Helmholtz Lecture Tim Brady, February 27: Visual memory as a window into the nature of mental representations

Helmholtz lecture Tim Brady (Department of Psychology, University of California San Diego)

Title: Visual memory as a window into the nature of mental representations

Abstract: 

In the real world, objects are discrete physical entities – your coffee mug either is or is not in your hand. As a result, both in everyday life and in perception and memory research, there is a tendency to use a physical metaphor to understand our mental representations: people tend to think of an object they are trying to perceive or remember as either in mind or not in their mind, and to say that we hold items in memory, as we hold real objects in our hand. In the domains of visual working memory, visual long-term memory and perceptual awareness, this discrete thinking is often formalized using models that fit psychophysical data, and are based on the premise that people often completely lose an item from memory or completely fail to encode or perceive an object. In this talk, I’ll review our recent work re-examining this view and suggesting a simple alternative model motivated by neural population coding and representational geometry.
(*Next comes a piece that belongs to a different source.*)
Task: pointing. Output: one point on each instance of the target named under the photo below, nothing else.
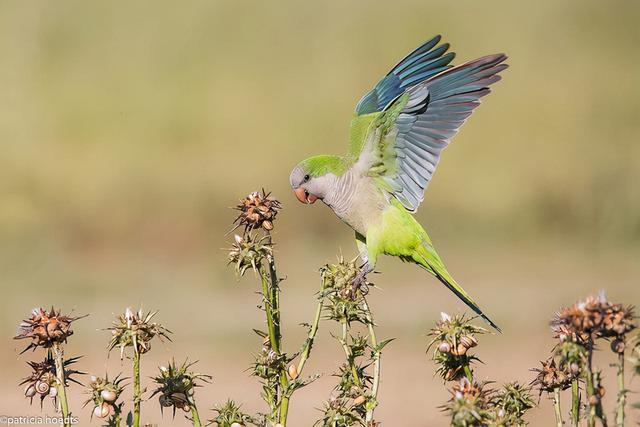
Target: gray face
(308, 188)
This model accounts for large swaths of data on visual memory and perceptual awareness with only a concept of a continuously varying memory match signal, and without any concept of discrete all-or-none failures. A core aspect of this model – key to understanding this model’s simplicity – is that the underlying representation of even simple features tends to be very high-dimensional (e.g., as in population codes, or in the features extracted from deep nets), and that in high-dimensional spaces, the strength of representational match signals tends to fall off highly non-linearly. Thus, I’ll argue considering the complex, high-dimensional nature of the neural representation of stimuli can, counterintuitively, lead to very straightforward cognitive models of perception and memory. 

Location: Ruppert Paars (Leuvenlaan 21, Utrecht)

Helmholtz Lectures take place from 4 to 5pm, with drinks afterwards next to the lecture room.